Session Information
Date: Wednesday, November 16, 2016
Title: Rheumatoid Arthritis – Clinical Aspects VII: The Impact of Treating to Target
Session Type: ACR Concurrent Abstract Session
Session Time: 11:00AM-12:30PM
Background/Purpose: To assess clinical and radiological outcomes of induction therapy followed by 5 years disease activity score (DAS)-remission steered treatment in early arthritis patients.
Methods: The IMPROVED study enrolled 610 early rheumatoid arthritis (RA, 2010) or undifferentiated arthritis (UA) patients. All started induction therapy methotrexate (MTX) and tapered high dose of prednisone. If DAS-remission (<1.6) was achieved at 4 months prednisone was stopped (early DAS-remission (ER)) and if remission persisted at 8 months MTX was also stopped. Patients not in ER were randomized to MTX+sulfasalazine+hydroxychloroquine+low dose prednisone (arm 1) or MTX+adalimumab (arm 2), 50 patients were not randomized and were treated ‘outside of protocol’ (OP).
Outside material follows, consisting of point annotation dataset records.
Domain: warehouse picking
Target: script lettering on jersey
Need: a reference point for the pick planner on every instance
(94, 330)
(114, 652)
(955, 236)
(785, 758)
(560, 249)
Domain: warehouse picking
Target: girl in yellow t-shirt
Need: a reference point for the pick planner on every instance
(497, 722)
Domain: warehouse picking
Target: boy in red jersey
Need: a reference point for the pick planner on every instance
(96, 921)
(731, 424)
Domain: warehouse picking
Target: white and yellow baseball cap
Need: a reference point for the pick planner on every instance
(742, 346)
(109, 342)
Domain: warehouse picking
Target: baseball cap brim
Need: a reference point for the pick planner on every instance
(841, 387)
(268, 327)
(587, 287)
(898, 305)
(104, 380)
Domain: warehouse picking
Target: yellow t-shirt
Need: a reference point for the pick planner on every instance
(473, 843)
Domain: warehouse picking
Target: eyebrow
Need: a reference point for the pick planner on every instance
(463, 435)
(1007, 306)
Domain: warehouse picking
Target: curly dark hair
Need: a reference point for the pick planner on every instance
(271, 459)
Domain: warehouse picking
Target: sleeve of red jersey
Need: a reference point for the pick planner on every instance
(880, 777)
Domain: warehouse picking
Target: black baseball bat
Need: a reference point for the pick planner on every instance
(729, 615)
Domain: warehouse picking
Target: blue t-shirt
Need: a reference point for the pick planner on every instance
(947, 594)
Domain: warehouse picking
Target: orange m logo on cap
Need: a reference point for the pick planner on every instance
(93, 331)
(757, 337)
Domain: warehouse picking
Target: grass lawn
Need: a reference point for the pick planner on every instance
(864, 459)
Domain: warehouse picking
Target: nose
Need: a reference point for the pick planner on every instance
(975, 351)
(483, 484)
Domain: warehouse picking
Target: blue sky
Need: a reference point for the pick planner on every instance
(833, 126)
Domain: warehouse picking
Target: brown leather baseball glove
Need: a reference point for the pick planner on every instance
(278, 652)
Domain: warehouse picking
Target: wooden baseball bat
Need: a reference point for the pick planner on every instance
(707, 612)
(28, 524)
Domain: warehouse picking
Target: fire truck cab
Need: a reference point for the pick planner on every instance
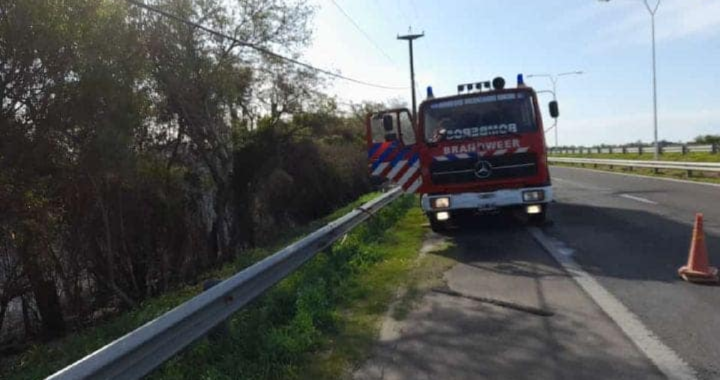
(477, 151)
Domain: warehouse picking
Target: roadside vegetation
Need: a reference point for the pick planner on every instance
(138, 153)
(314, 324)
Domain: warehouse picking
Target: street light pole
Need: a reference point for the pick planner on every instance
(652, 22)
(554, 79)
(652, 11)
(410, 38)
Every 4 months treatment adjustments aimed at DAS<1.6: DAS<1.6 taper/stop medication and DAS≥1.6 restart/intensify. (Drug-free) DAS-remission percentages were compared between the different diagnosis and treatment strategies. Radiologic damage progression (Sharp-vanderHeijde Score, SHS) from baseline to 5 years was scored by 2 independent readers in chronologic order.
Results: Patients in the ER group had better functional ability over time, compared to arms 1 and 2 and the OP group, who between them had similar HAQ scores over time (figure). 295/610 (48%) patients achieved DAS-remission at 5 years: 220/387 (57%) in the ER group, 31/83 (37%) in arm 1, 29/78 (37%) in arm 2 (p=0.768 arm 1 vs arm 2) and 15/50 (30%) in OP (figure). 134/610 (22%) patients achieved DFR (drug-free DAS-remission): 105/387 (27%) in the ER group, 9/83 (11%) in arm 1, 12/78 (15%) in arm 2 (p=0.374 arm 1 vs arm 2) and 8/50 (16%) in OP (figure). DAS-remission percentages were similar in RA and UA patients and autoantibody positive (+) vs negative (‒) patients. More UA patients achieved DFR (33% UA vs 19% RA, p<0.001), and more patients negative for anti-citrullinated protein antibodies (ACPA) (31% ACPAneg vs 15% ACPApos, p<0.001) or rheumatoid factor (RF) (28% RFneg vs 17% RFpos, p<0.001) achieved DFR. Median (IQR) SHS progression was 0.5 (0-3) in 306 completers in the ER group, 0 (0-1) in arm 1 (62 completers), 0 (0-1) in arm 2 (59 completers) (p=0.818 arm 1 vs arm 2) and 0 (0-3) in 31 OP completers. SHS progression ≥5 points had occurred in 40/306 (13%) in the ER group, 9/62 (15%) in arm 1, 7/59 (12%) in arm 2 (p=0.710 arm 1 vs arm 2) and 2/31 (6%).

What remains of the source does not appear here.